This article is more than 6 years old.

This is not, quite obviously, what Nick Clegg actually says but it is the inevitable outcome of what he does say. He notes, quite rightly, that the public services in some parts of the country have problems in recruiting the necessary staff and also that in other parts of the country they don't. The trick to solving this problem is a variance in the total compensation given to those working in different parts of the country.

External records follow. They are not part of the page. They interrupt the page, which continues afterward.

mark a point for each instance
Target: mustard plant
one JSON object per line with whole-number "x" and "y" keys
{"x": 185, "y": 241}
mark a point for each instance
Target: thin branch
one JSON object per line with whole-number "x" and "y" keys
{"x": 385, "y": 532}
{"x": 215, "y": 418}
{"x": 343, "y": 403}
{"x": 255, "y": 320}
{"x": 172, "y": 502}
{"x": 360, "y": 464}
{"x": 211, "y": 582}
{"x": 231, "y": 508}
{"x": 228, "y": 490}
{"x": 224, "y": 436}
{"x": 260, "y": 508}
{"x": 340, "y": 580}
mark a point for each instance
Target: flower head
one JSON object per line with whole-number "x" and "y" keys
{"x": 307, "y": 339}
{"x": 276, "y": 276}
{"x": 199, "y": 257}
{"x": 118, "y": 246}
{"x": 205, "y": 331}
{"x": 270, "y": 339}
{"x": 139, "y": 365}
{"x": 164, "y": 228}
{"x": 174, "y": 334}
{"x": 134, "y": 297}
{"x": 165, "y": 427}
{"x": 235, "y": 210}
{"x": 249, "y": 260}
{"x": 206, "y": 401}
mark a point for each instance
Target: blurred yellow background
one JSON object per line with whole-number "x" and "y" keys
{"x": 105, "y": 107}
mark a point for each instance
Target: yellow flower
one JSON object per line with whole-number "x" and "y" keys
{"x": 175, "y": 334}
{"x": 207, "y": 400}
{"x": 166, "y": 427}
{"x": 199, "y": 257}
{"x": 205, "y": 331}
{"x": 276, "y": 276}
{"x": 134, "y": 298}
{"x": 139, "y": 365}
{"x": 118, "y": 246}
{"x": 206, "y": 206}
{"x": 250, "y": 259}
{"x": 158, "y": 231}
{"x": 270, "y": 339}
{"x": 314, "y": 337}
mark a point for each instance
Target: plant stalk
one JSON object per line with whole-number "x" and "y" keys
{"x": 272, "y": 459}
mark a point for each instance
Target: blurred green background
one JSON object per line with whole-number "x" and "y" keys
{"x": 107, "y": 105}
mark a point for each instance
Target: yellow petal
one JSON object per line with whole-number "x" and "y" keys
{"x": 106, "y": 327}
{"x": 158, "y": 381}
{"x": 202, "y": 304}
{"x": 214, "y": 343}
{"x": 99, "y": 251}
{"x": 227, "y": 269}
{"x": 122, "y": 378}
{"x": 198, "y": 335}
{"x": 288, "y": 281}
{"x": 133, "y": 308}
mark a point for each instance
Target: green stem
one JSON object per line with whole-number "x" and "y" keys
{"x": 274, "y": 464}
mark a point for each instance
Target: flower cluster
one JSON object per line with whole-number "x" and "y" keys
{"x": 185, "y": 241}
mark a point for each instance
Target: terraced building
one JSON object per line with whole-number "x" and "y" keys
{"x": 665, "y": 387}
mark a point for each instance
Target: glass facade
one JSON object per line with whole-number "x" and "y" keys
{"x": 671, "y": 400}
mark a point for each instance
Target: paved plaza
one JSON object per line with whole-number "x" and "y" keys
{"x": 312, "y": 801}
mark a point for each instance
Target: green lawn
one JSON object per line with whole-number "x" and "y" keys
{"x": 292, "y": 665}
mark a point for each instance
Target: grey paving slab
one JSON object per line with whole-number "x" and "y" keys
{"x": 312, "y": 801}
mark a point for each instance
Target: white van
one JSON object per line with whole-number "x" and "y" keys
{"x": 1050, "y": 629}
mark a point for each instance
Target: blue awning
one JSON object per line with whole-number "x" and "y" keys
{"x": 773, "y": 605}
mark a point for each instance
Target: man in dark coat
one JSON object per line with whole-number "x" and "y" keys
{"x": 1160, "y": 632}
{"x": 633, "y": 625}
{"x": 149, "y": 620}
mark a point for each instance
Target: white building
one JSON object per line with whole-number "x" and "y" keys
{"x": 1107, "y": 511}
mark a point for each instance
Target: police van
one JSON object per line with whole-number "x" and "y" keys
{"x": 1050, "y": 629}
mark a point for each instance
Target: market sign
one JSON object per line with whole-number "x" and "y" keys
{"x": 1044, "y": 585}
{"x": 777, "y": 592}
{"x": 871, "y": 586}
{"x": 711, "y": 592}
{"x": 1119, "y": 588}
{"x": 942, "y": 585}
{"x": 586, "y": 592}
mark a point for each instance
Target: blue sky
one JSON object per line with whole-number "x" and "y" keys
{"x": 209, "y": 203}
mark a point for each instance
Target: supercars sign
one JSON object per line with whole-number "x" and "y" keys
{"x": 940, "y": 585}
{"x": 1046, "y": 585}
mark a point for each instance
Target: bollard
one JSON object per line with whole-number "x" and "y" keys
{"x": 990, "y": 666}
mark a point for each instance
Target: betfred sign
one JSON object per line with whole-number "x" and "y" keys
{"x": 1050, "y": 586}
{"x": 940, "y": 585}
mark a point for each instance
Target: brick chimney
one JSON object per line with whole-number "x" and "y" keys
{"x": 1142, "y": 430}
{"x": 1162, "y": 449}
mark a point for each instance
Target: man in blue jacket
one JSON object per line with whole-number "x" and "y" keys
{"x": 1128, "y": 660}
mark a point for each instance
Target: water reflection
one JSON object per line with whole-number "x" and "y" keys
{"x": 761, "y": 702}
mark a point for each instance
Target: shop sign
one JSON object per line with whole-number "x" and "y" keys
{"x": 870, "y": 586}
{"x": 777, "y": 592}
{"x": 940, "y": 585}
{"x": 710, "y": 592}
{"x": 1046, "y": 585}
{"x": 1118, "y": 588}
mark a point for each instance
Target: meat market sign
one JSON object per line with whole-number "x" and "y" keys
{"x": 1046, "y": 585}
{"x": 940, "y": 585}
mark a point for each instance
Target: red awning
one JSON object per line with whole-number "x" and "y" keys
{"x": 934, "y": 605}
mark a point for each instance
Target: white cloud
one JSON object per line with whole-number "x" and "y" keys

This is an obviously good solution--for it is entirely true that living standards vary, as do the costs of a certain standard of living, across said country.

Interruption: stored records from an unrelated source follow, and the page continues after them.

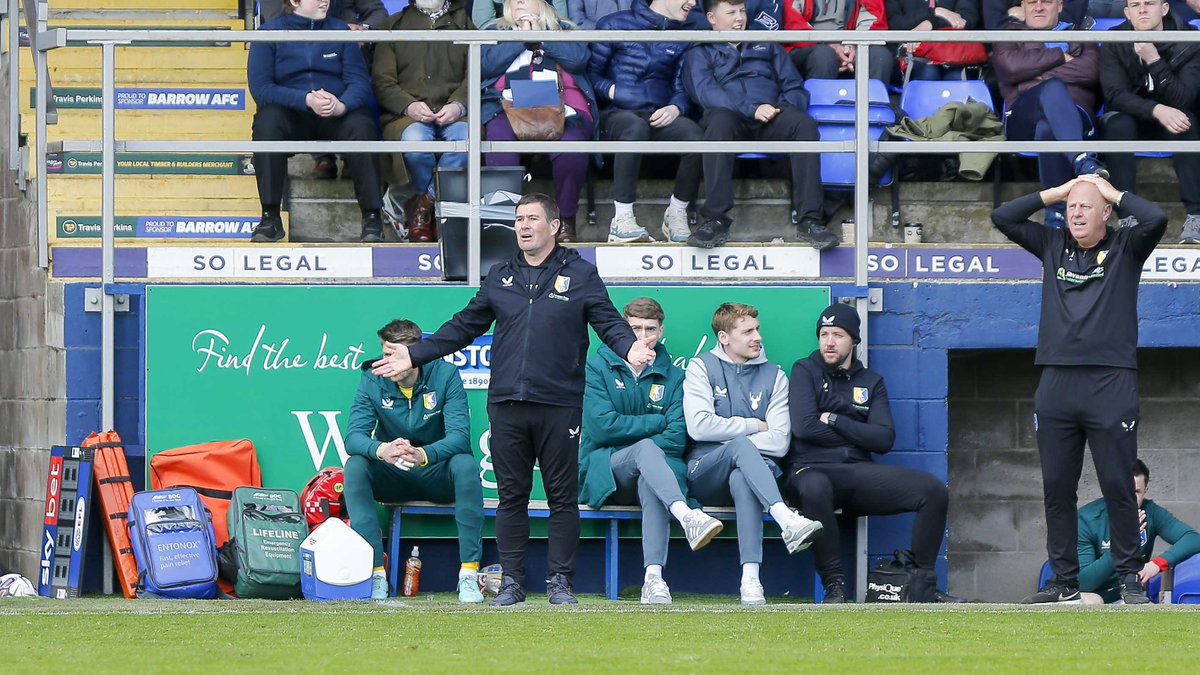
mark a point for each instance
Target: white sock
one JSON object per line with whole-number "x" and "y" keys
{"x": 679, "y": 509}
{"x": 749, "y": 572}
{"x": 780, "y": 512}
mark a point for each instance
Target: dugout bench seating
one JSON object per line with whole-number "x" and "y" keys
{"x": 613, "y": 514}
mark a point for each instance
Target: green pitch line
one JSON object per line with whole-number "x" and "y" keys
{"x": 438, "y": 635}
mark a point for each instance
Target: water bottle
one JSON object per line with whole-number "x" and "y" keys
{"x": 412, "y": 574}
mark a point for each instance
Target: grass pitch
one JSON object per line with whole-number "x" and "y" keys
{"x": 436, "y": 634}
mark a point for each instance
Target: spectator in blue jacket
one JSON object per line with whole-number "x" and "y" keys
{"x": 309, "y": 91}
{"x": 563, "y": 61}
{"x": 642, "y": 85}
{"x": 751, "y": 91}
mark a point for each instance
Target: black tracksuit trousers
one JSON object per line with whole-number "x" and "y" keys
{"x": 523, "y": 432}
{"x": 1097, "y": 405}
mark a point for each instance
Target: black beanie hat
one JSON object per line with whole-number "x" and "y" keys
{"x": 841, "y": 316}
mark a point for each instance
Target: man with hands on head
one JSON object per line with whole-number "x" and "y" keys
{"x": 541, "y": 303}
{"x": 408, "y": 437}
{"x": 1087, "y": 348}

Sadly of course he's still not got it quite right but then this is Nick Clegg we're talking about:

Teachers working in deprived areas should be offered subsidised housing as a way to tackle geographical disparities between schools, a new report has recommended.

The report found that poorer schools were far less likely to have specialist teachers and were more likely to employ less experienced staff.

No, it's not the newspaper misreporting, this is indeed what is being suggested:

Schools in disadvantaged areas should have access to a fund for
providing incentives to teachers that make housing more affordable.
This should be run as a trial and the findings used to inform whether
such schemes can be expanded in the future.

The failure here is to fail to understand that deprived areas are, by definition, cheaper areas. So, at the same national pay rate a teacher in a poorer or more deprived area can already afford more housing than the national average at that same wage. Not grasping this sort of simplicity is rather common for Mr. Clegg and his acolytes.

However, note the larger point being made. Certain areas find it more difficult, using those national pay scales, to attract the teachers they need and or want. The answer being given is therefore that--through subsidies to be sure--total compensation should be changed for those areas having that trouble. Or, as we might put it, national pay scales mean difficulty in recruiting in some areas, to solve this let us abolish national pay scales.

The solution to the problem in Nick Clegg's analysis is therefore obvious, abolish national pay scales for public sector workers. The only problem with this is that despite it flowing precisely and exactly from Clegg's analysis he'd never agree to it. Odd that, really.